J'étais prête à enclencher la marche arrière et à reprendre la route quand une voix me fit sursauter.

«Vous cherchez quelqu'un?»

Je me retournai sur mon siège moite de transpiration et découvris une femme à la peau hâlée de trente, trente‑cinq ans. Elle avait les cheveux bruns et courts, une silhouette trapue.

«Je cherche Mrs Rainsferd, mais je ne suis pas sûre que ce soit la bonne adresse…»

La femme sourit.

«C'est bien la bonne adresse. Mais ma mère est sortie faire des courses. Elle sera là dans vingt minutes. Je m'appelle Ornella Harris. Je vis dans la maison d'à côté.»

J'avais devant moi la fille de Sarah. La fille de Sarah Starzynski.

Je tentai de garder mon calme et souris poliment.

«Je m'appelle Julia Jarmond.

– Ravie, dit‑elle. Puis‑je vous aider?»

Je cherchai désespérément quelque chose à dire.

«J'espérais rencontrer votre mère. J'aurais dû téléphoner avant, mais comme je passais par‑là, j'ai pensé que je pouvais juste la saluer…

– Vous êtes une amie de Maman?

– Pas exactement. J'ai rencontré un de ses cousins récemment, et il m'a dit qu'elle habitait ici…»

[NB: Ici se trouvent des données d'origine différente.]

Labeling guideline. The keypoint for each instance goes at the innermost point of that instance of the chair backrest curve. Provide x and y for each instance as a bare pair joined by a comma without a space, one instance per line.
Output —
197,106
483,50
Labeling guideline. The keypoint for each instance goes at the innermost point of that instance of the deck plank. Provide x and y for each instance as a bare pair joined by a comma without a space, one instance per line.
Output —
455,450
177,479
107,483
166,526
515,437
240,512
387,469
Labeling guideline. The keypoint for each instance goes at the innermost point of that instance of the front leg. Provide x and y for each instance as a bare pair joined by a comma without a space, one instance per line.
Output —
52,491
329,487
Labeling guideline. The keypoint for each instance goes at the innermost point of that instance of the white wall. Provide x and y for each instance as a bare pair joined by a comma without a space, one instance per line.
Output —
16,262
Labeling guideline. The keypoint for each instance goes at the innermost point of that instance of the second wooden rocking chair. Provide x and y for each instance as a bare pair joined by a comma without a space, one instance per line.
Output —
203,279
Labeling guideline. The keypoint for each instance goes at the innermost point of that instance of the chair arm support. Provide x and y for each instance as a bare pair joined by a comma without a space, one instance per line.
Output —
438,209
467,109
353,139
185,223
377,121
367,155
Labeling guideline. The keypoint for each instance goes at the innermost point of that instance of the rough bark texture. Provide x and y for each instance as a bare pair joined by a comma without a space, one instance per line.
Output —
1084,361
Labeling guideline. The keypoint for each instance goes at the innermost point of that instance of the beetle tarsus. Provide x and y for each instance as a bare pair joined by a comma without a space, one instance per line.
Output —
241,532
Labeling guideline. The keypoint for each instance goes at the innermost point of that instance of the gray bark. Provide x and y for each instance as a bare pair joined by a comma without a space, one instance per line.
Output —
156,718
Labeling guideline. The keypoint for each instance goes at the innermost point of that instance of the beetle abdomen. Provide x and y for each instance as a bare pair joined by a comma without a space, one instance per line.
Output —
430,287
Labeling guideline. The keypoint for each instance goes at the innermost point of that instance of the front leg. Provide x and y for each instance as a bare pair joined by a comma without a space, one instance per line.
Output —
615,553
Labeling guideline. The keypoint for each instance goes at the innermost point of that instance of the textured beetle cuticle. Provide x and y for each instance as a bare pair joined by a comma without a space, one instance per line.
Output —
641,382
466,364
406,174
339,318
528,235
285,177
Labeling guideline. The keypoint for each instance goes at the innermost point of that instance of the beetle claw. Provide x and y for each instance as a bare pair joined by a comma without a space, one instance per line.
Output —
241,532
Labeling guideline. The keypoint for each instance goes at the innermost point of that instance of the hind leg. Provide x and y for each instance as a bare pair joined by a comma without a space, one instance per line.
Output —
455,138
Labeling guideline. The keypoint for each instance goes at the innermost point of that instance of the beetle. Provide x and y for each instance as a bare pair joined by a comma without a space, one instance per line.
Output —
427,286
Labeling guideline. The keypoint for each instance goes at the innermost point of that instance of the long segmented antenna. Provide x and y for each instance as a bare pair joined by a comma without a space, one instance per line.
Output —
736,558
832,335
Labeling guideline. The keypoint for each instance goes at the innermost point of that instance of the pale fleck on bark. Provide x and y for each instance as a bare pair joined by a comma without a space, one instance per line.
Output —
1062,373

Le visage d'Ornella s'éclaira.

«Oh, vous avez probablement rencontré Lorenzo. C'était en Europe?»

J'étais perdue mais faisais tout pour ne pas le montrer. Qui pouvait bien être ce Lorenzo?

«Exactement, c'était à Paris.»

Elle gloussa.

«C'est quelque chose, l'oncle Lorenzo. Maman l'adore. Il ne vient pas nous voir souvent, mais elle l'appelle presque tous les jours… Vous voulez entrer pour prendre un thé glacé ou autre chose? Il fait une chaleur infernale dehors. Comme ça, vous serez plus à l'aise pour attendre Maman. On entendra la voiture arriver.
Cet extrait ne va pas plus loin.